Peter Danko for Portland Business Journal:
Depending on exactly how it is designed, a program in Oregon could place new emissions restrictions on around 100 big carbon emitters in Oregon — several Metro area tech companies, including Intel, among them.
But the effects on statewide economic output would likely be small, coming in at “slightly positive or slightly negative,” the report said.
Plus, the report said, that didn’t even take into consideration health benefits that could result from reduced pollution.
The DEQ report was requested by the Legislature last year and arrives as environmental groups gear up to press lawmakers to enact some version of cap and trade during the current session in Salem.
“The DEQ report makes clear Oregon should absolutely move forward in putting a price on pollution, investing in our communities and doubling down on clean energy jobs,” said Tera Hurst, executive director of Renew Oregon, in a statement. “Other states and provinces that have implemented systems putting a price on pollution and reinvesting in workers, innovation and healthy communities have added thousands of jobs while significantly reducing pollution.”

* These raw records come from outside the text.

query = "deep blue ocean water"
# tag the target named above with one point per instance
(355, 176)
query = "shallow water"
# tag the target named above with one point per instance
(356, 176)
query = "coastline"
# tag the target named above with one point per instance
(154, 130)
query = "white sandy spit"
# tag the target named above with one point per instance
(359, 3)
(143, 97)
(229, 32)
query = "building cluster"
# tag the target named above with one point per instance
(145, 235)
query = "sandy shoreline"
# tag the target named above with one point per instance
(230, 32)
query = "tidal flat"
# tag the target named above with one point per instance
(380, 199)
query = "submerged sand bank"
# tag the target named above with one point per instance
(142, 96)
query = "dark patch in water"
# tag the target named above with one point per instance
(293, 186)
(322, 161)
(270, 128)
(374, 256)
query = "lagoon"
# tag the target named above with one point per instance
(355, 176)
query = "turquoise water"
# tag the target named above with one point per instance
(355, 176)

Under the system studied, the state would place a limit on greenhouse gas emissions from big emitters. That’s the cap. The entities — ranging from fossil-fuel suppliers like Tesoro to institutions of higher learning like Oregon State University — would either have to buy allowances, or cut their emissions. Over time, the overall cap would drop, forcing emissions reductions.
The “trade” part of the equation would allow companies to buy and sell allowances, incentivizing reductions at the least cost possible.